ヘアメイクの仕事に憧れている女性美容師さん、キャリアに悩んでいる美容師さんは必見の記事です。
30歳でメイクの師匠のアシスタントに志願! サロンには内緒の兼業生活
私は新卒での就職活動がなかなかうまくいかず、福岡の美容専門学校を卒業したあともずっと就職活動を続けていました。大手志向で妥協ができず、どこのサロンにも所属しないまま身一つで上京してきて…10月頃まで就活を続ける中でようやく巡り合ったのが、k-twoだったんです。
高校生の頃から雑誌の『装苑』が好きで、ファッションに関わる分野でヘアメイクの仕事をしたいという想いは美容師になった当初からありました。ただ、いざ始まったアシスタント時代は毎日生きることに必死で。入社3カ月目からデビューまでの6年間、ずっと塚本(塚本繁・現FaNNa ginza代表)のアシスタントについて目まぐるしい毎日を送っていました。チェックに受かってからも、仕事を引き継げるメインアシスタントがなかなか育たず、デビューは遅い方だったと思います。

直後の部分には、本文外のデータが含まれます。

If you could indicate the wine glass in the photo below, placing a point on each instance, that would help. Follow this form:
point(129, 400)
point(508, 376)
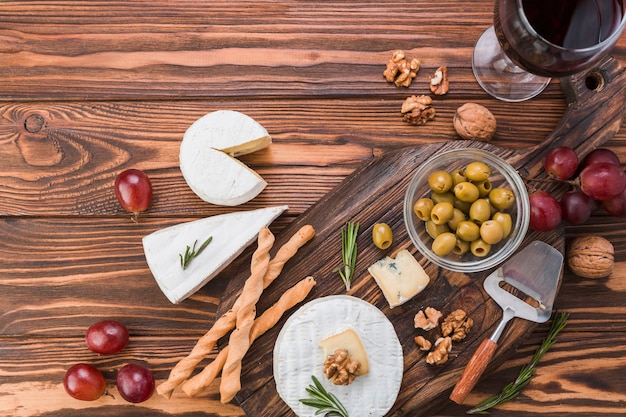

アシスタントの仕事も好きでしたし、焦りもあまりなかったですが、私より後輩の子が先にデビューしたときには、「世の中って理不尽だな」とは感じましたよ(笑)。でも、それが理由で辞めたいとは思わなかったんです。私は就活がとても辛かったので、辞めてまた就活をするのは嫌でしたし、ようやく掴んだチャンスなのに、他人のせいで自分の心が揺れて道を変えるという選択肢はなかったんですよね。
そうしてサロンワークを続けながら、ヘアメイクとしての仕事を明確に意識するようになったのが30歳の頃でした。当時、夜の空いた時間はサロンとは別の場所でバイトをしていたのですが、そこにいた同僚がきっかけなんです。その人は私が憧れていたヨーロッパのメイクチームに所属していて、私と同じようにバイトをしながら「パリに行く」という目標を持っていて。その人と接するうちに「そうだ、私もヘアメイクになりたいんだった」と忘れかけていた夢が再燃したんですよ。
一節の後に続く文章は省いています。